The dataset used for this analysis combines county-level data from four public sources: the MIT Election Lab, the Bureau of Labor Statistics, and the U.S. Census Bureau.
This section provides a summary of the dataset’s structure and variables as required.
The dataset contains 3153 observations (counties) and 11 variables.
The following table lists each variable and its description.

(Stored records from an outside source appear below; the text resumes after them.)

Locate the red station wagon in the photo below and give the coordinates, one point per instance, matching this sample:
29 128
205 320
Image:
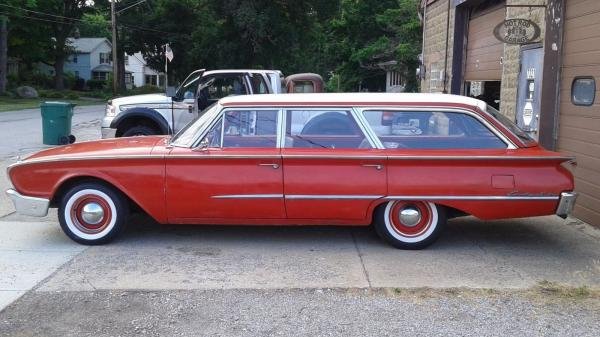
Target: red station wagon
402 162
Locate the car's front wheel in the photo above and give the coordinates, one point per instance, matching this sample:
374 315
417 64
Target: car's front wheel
92 213
409 224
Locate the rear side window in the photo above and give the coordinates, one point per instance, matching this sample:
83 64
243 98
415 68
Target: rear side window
328 129
244 129
431 130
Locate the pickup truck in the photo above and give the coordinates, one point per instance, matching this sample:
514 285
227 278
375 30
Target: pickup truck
160 114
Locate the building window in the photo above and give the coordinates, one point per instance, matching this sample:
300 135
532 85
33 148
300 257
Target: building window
150 80
104 58
583 91
97 75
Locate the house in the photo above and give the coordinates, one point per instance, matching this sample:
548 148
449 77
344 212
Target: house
139 73
91 60
537 61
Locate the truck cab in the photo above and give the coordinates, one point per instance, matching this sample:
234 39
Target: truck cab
159 114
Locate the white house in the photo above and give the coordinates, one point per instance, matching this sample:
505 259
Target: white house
139 73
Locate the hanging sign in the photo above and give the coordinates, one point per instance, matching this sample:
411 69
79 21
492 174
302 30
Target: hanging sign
517 31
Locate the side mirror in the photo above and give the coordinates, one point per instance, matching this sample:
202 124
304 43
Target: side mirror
171 91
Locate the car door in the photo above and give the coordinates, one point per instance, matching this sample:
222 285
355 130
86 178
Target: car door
235 174
331 170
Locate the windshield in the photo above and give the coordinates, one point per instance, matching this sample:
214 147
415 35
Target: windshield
509 125
186 136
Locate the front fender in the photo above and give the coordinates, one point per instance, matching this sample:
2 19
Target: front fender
140 112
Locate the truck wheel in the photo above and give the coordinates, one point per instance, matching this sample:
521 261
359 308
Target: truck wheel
140 130
92 213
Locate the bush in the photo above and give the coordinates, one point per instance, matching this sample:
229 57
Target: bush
96 84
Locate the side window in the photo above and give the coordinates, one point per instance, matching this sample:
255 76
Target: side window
244 129
431 130
259 86
328 129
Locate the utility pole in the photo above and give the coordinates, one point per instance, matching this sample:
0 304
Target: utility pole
113 17
3 53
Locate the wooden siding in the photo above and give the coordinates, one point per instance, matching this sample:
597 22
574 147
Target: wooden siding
579 126
484 51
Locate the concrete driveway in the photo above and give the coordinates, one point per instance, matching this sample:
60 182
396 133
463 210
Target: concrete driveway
239 281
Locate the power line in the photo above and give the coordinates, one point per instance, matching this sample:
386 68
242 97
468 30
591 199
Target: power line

Variable.Name | Type | Description |
---|---|---|
county_fips | Numerical | A unique 5-digit Federal Information Processing Standard code for the county. |
state | Categorical | The name of the U.S. state. |
county_name | Categorical | The name of the county. |
winning_party_votes | Numerical | Total votes for the winning party in the 2020 presidential election. |
winning_party | Categorical | The political party that won the county in 2020. |
unemployment_rate | Numerical | The county’s unemployment rate for 2020 (%). |
PCTPOVALL_2019 | Numerical | The estimated percentage of people in poverty in the county in 2019. |
percent_less_than_hs | Numerical | The percentage of adults with less than a high school diploma (2015-19). |
percent_hs_only | Numerical | The percentage of adults with only a high school diploma (2015-19). |
percent_some_college | Numerical | The percentage of adults with some college or an associate’s degree (2015-19). |
percent_bachelors_or_higher | Numerical | The percentage of adults with a bachelor’s degree or higher (2015-19). |
This section visualizes variable distributions and their relationships to answer key analytical questions.
Analytic Question: What are the typical distributions of key economic indicators like poverty and unemployment across U.S. counties?
Interpretation: The distribution of poverty rates is right-skewed, meaning most counties have a poverty rate below 20%, but a significant number of counties report higher rates, indicating widespread economic disparity.
Analytic Question: Is there a relationship between a county’s dominant political party and its level of educational attainment?
Interpretation: The boxplot shows that counties won by Democrats tend to have a higher median percentage of adults with a bachelor’s degree or higher compared to counties won by Republicans. The distribution for Democratic won counties is also more varied, with a wider interquartile range and more outliers.
Analytic Question: How do all the key numerical variables (education, poverty, unemployment) relate to one another?
Interpretation: The most distinct relationship is the strong negative correlation between the percent_bachelors_or_higher and the PCTPOVALL_2019 (poverty rate). As one goes up, the other clearly goes down. There is a strong positive correlation between percent_less_than_hs and the poverty rate, indicating that less educated adults is associated with higher poverty.
The Exploratory Data Analysis reveals strong, consistent relationships between education and economic status at the county level. Counties with more highly educated populations tend to show lower rates of poverty and unemployment.
Furthermore, these socioeconomic indicators appear to correlate with political outcomes, as seen in the differing educational levels of counties based on their 2020 election results.
Research questions that can be posed following this EDA consists of:
Correlation of winning party votes and unemployment rate?
Relationship between adults at differing educational levels and county poverty rates?